俺は、ほぼほぼ身動きの取れない状態のまま……つまり脱走もできないし抗議の声すらもあげられない……
というのも、後ろで俺の嫁さ……断じて違う!
沙彩が凄みをきかせているのだ。
どうしてこうなった……?
俺は、さっきの料亭で親、おばあちゃんと別れ、沙彩と一緒に家まで帰ってきた。
俺の両親と沙彩の両親でどこかまた出かけていった。
忘れてた……親同士仲良いんだよ……
でも……どうして俺の家の玄関の前に沙彩がいるんだ?
なんで藤宮の表札が掲げられている家ではなく、新田の表札が掲げられている家に直行するんだ……?
「発言……してもよろしい……でしょうか……?」
「なーに?あなた」
な、なんだとっ……あなた……だとっ……くっ……くそ!
出鼻をくじかれた……反撃の芽を摘まれた……!
「そ、そのう……どうしてこう……物事が進んでいるんでしょうか……?」
「結婚するもん」
そう言ってカバンから取り出したのは婚姻届……
待て。
どうした。
なんでだ。
俺は素早くその紙切れを奪い取ろうとするが、沙彩は俺を上回る速さで俺の手をかわした。

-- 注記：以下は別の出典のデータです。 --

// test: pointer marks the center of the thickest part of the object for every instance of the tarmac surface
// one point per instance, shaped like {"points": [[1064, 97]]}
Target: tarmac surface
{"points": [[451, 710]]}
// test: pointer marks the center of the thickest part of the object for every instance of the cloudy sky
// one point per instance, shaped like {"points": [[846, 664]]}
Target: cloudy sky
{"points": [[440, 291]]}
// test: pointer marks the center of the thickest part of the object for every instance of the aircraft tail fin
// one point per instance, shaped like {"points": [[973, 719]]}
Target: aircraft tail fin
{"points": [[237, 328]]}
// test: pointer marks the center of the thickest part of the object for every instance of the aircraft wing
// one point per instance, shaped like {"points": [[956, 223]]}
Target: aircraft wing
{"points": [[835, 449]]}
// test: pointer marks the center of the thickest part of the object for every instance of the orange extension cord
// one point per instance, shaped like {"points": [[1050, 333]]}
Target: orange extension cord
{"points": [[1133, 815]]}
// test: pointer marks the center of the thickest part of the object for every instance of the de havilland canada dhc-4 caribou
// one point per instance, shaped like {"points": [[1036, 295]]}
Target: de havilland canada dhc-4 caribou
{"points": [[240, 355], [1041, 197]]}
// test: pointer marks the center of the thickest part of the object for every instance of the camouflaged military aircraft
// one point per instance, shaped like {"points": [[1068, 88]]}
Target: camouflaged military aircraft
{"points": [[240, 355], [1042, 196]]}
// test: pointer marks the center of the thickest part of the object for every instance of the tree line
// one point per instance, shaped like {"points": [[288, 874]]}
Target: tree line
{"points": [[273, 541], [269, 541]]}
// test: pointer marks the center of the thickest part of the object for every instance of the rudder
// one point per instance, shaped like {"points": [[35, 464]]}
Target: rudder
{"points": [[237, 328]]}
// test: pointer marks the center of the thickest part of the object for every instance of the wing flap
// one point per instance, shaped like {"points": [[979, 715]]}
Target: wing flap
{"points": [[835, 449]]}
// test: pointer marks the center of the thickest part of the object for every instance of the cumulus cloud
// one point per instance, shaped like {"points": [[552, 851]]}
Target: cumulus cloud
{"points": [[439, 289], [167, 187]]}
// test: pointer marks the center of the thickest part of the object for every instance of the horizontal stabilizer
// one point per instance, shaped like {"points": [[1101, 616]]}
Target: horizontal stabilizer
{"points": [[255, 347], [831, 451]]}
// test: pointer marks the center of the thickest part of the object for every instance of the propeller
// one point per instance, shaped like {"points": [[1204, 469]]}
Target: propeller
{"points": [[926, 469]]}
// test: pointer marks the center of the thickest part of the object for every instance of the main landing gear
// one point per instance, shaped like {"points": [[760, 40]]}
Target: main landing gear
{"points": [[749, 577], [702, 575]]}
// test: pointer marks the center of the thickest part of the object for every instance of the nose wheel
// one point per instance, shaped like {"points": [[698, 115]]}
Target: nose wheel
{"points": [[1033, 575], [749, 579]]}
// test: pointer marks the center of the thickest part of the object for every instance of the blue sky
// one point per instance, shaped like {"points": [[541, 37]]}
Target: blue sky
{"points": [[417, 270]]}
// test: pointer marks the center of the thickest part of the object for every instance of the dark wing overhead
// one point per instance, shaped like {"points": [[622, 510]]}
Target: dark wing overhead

「あのう……俺、まさかそこに署名するとか……そういう話では……ないですよね?」
「え?サインしないと区役所に提出できないよ?」
紙切れには、俺が記入すべきところ以外は全て記入済み。
「あ、ちょっと言ってる意味がわかんない……」
「家、入ろ?」
「は、はい……」
俺は、鍵を開けようとしたが、沙彩は当たり前のように俺の家の鍵を持っていて、平然と鍵を開ける。
扉を開けて、言う。
「どうぞ、あなた。先に入って」
「う、うん」
なんでだ。なんでだ。いや、沙彩が鍵を持っていることは薄々気が付いていたものの、どうしてこんなに平気なんだ。どうしてだ。意味がわからん。
あなたって呼び方はなんだ…………?
横を恐る恐る見てみると、沙彩は玄関の鍵置きを整理整頓している。
「この家……俺の住んでいる家……だよな?」
「あなた。どうしたの?さっきから変よ?」
お前が変なんだろーが!
「お茶、入れるね」
「あ、ありがとう」
もしかして……俺、タイムスリップでもしたのか?
10年後の未来に飛んでしまったり……とか!?
あっ…………こんな想像するってことは……俺、10年後も沙彩が隣にいるってことを深層心理で願っているのか……!?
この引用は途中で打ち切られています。